Stock - Arabtec
It is now officially the end game for Arabtec as the UAE court appoints trustees for each of the subsidiary companies facing liquidation. Image Credit: Clint Egbert/Gulf News

Dubai: A UAE court has appointed trustees for each of the Arabtec Group companies facing liquidation, and who will now review the accumulated debts and a record of all creditors. The Court has also mandated that all procedures stipulated under the Bankruptcy Law must be done within 35 days from the date of the trustee appointment notification.

Initial reports by the trustees need to be handed in within two weeks. This decision sets the stage for the liquidation of the UAE’s biggest construction company – and will also be the benchmark for future proceedings under the country’s newly revised Bankruptcy Law.

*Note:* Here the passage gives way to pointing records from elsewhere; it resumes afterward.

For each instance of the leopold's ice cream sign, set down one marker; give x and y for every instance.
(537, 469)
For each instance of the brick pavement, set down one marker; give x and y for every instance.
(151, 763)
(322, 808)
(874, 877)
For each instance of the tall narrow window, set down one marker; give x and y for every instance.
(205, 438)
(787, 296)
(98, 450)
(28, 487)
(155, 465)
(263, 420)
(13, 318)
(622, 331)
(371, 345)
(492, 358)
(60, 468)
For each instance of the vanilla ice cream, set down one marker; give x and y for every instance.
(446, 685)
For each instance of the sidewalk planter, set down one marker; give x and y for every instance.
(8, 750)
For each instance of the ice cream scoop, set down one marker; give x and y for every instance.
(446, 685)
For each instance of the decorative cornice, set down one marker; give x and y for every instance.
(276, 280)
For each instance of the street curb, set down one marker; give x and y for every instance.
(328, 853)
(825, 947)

Stay on Arabtec asset sales
In its new order, the UAE Court has stay all "judicial procedures and execution procedures" on the companies' assets until a restructuring plan is approved. Or for 10 months from the date of the decision to open the
bankruptcy proceedings.

Each trustee overseeing an Arabtec Group entity facing liquidation shall submit a request to the court on the contractual and legal interests.

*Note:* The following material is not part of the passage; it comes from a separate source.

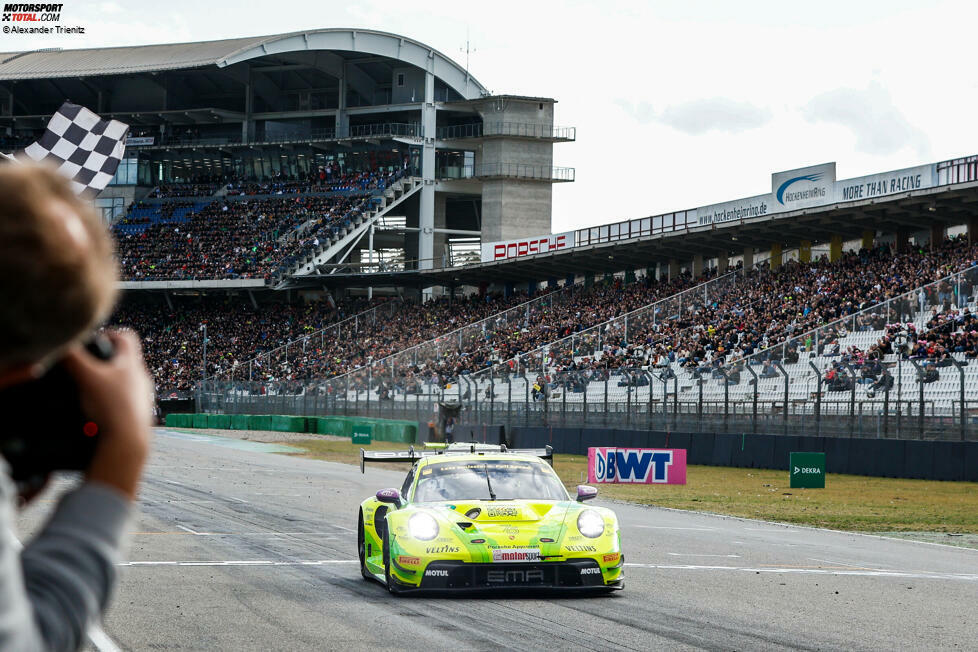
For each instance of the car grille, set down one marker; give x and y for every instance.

The Dubai Court of First Instance also instructed each trustee to prepare an "initial separate report" on the assets of each entity and its rights with third-parties. They must also list all managers and members of the board of directors and shareholders for the two years preceding the bankruptcy application.

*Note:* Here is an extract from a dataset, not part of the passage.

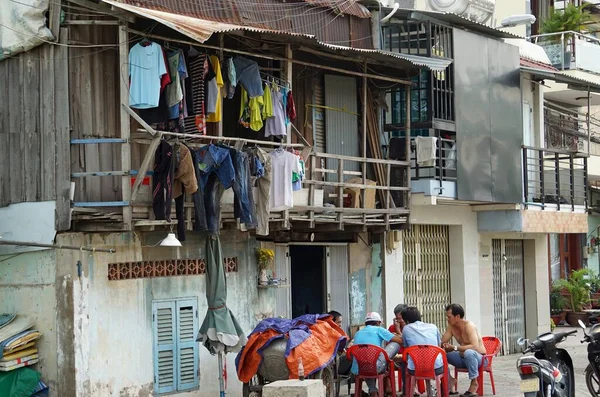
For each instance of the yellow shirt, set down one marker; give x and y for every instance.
(218, 114)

The trustees must also submit their opinion on the management and the preservation of the company’s assets. It was on June 16 that the court in Dubai accepted the petition to open bankruptcy proceedings for Arabtec Holding and these subsidiaries:

1. Arabtec Construction llc

2. Austrian Arabian Readymix Concrete Co.

3. Arabtec Precast

4. Arabtec Constructions llc

5. Emirates Falcon Electromechanical Co.; and another entity under the same title

6. Emirates Falcon Electromechanical Co. 

Leading to the liquidation
It was last year that Arabtec's board of directors and a majority of shareholders decided to wind down operations after successive years of heavy losses.